For example, users at the Census Bureau could easily evaluate whether using a more sophisticated “blocking” method would improve results in a certain pipeline, without having to rewrite the entire pipeline.
Overview
This tutorial introduces EasyLink concepts and features by demonstrating the software’s usage. Covered concepts include the EasyLink record linkage “pipeline schema,” EasyLink pipeline configuration, running pipelines, changing record linkage step implementations, changing input data, evaluating and comparing results, and more.
Audience
This tutorial is intended for people familiar with record linkage practices, who are interested in easily comparing linkage results across different methods. This tutorial will not include introductory information about record linkage, though it demonstrates a simple example of it.
Tutorial prerequisites
Install EasyLink if you haven’t already.
The tutorial uses the Splink Python package for record linkage implementations. You do not need to install Splink. Splink knowledge is not required to complete the tutorial but may be helpful when configuring Splink models.
Simulated input data
Our first demonstration of running an EasyLink pipeline will configure a simple, “naive” record linkage model with implementations written using the Splink package. Our pipeline will link two simulated datasets generated by our pseudopeople package: simulated Social Security Administration records and simulated W-2 and 1099 employment tax forms. These datasets are about entirely simulated people, who we call “simulants,” but they contain realistic data, including “noise” such as typos, for an authentic record linkage challenge.
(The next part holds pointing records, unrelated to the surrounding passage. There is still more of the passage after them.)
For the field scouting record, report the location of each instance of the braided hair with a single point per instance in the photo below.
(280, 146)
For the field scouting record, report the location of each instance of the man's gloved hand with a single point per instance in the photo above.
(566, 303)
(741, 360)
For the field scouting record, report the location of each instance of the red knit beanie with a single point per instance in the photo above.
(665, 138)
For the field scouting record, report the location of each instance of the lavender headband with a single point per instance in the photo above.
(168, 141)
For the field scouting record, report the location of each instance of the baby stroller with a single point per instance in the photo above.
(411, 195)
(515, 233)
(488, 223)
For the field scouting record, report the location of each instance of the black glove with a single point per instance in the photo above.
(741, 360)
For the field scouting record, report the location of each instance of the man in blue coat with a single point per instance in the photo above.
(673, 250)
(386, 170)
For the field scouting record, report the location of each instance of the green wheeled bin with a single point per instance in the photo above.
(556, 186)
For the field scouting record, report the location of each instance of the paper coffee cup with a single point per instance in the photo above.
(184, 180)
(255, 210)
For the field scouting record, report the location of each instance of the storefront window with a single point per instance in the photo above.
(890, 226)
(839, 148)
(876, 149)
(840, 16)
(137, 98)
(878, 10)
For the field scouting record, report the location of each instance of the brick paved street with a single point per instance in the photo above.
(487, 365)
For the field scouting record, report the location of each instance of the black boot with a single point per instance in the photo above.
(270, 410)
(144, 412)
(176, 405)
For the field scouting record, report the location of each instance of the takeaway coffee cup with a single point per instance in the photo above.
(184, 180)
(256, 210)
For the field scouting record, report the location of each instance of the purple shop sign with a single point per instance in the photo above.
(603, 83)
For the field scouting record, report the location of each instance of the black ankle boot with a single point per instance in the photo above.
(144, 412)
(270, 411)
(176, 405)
Naive model - running a pipeline
Let’s start by using the easylink run command to run a pipeline that configures a simple
record linkage model.
First we need to download the configuration files we will pass to the command line:
input_data_demo.yaml and pipeline_demo_naive.yaml. Save them into the directory
from which you will execute the easylink run command.
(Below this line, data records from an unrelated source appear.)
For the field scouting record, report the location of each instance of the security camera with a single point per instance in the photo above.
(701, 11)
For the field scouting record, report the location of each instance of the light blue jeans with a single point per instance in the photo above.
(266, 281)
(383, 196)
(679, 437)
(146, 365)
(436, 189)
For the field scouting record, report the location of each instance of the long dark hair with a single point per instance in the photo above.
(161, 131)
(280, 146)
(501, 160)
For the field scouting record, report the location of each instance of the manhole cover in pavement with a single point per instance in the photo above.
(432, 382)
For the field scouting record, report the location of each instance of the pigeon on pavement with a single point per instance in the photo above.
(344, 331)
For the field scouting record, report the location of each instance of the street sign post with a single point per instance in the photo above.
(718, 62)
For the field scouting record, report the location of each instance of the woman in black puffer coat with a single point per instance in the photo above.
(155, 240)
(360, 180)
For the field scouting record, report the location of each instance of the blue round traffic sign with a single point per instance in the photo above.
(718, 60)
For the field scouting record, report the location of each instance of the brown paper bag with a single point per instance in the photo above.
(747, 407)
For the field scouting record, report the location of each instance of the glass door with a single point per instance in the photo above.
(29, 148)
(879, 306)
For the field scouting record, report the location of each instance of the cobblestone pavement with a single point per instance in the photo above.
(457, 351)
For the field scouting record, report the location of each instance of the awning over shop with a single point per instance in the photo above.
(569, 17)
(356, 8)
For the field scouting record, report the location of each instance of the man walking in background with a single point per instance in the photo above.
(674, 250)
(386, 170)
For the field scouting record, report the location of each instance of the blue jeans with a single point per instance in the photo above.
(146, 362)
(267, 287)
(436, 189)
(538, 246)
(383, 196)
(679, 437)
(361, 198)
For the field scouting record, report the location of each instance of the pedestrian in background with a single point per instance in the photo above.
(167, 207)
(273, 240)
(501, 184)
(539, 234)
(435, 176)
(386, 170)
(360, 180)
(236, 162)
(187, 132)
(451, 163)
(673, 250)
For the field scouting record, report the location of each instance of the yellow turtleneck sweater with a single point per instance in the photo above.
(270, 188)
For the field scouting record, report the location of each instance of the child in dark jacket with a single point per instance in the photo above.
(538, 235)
input_data_demo.yaml additionally references a few
input files which we will save as well. Save known_clusters.parquet to the same directory as
the other files, then create a subdirectory called 2020 and save input_file_ssa.parquet and
input_file_w2.parquet into it.
Now we can run the pipeline. Note that if this is your first time running EasyLink, the command will first download the required Singularity container images. These files contain the code EasyLink will run for each step in the record linkage pipeline. The total amount to be downloaded is approximately 5GB, so we recommend first running the command below, then reading the information about it while the files download. Hopefully the download will be complete by the time you reach the next interactive section! The progress of your image downloads will be displayed in the console.
$ easylink run -p pipeline_demo_naive.yaml -i input_data_demo.yaml
2025-06-30 14:17:58 | 00:00:01 | Running pipeline
2025-06-30 14:17:58 | 00:00:01 | Results directory: /mnt/share/homes/tylerdy/easylink/docs/source/user_guide/tutorials/results/2025_06_26_10_13_31
... Downloading Images ...
2025-06-30 14:18:21 | 00:00:24 | Running Snakemake
2025-06-30 14:18:22 | 00:00:25 | Validating determining_exclusions_and_removing_records_clone_2_removing_records_default_removing_records input slot input_datasets
...
2025-06-30 14:18:24 | 00:00:27 | Running clusters_to_links implementation: default_clusters_to_links
2025-06-30 14:18:24 | 00:00:27 | Running determining_exclusions implementation: default_determining_exclusions
2025-06-30 14:18:24 | 00:00:27 | Running determining_exclusions implementation: default_determining_exclusions
...
2025-06-30 14:18:39 | 00:00:42 | Validating splink_blocking_and_filtering input slot records
2025-06-30 14:18:42 | 00:00:45 | Running blocking_and_filtering implementation: splink_blocking_and_filtering
2025-06-30 14:18:50 | 00:00:53 | Validating splink_evaluating_pairs input slot blocks
2025-06-30 14:18:53 | 00:00:56 | Running evaluating_pairs implementation: splink_evaluating_pairs
...
2025-06-30 14:19:19 | 00:01:22 | Running canonicalizing_and_downstream_analysis implementation: save_clusters
2025-06-30 14:19:21 | 00:01:24 | Validating results input slot analysis_output
2025-06-30 14:19:23 | 00:01:26 | Grabbing final output
2025-06-30 14:19:26 | 00:01:29 | Pipeline finished running - full log saved to: /mnt/share/homes/tylerdy/easylink/docs/source/user_guide/tutorials/results/2025_06_26_10_13_31/pipeline.log
Success! Our pipeline has linked the input data and outputted the results, the clusters of records it found. We’ll take a look at these results later and see how the model performed.
Naive model - command line arguments
This section will explain the command line arguments and show the file we pass to each one, including the pipeline specification YAML and how it relates to the EasyLink pipeline schema. That file can look a little complicated at first, so feel free to skip ahead to the Naive model - results section, where the interactive part of the tutorial continues, and come back later.
Input data
The --input-data (-i) argument to easylink run accepts a YAML file specifying a list
of paths to files or directories containing input data to be used by the pipeline.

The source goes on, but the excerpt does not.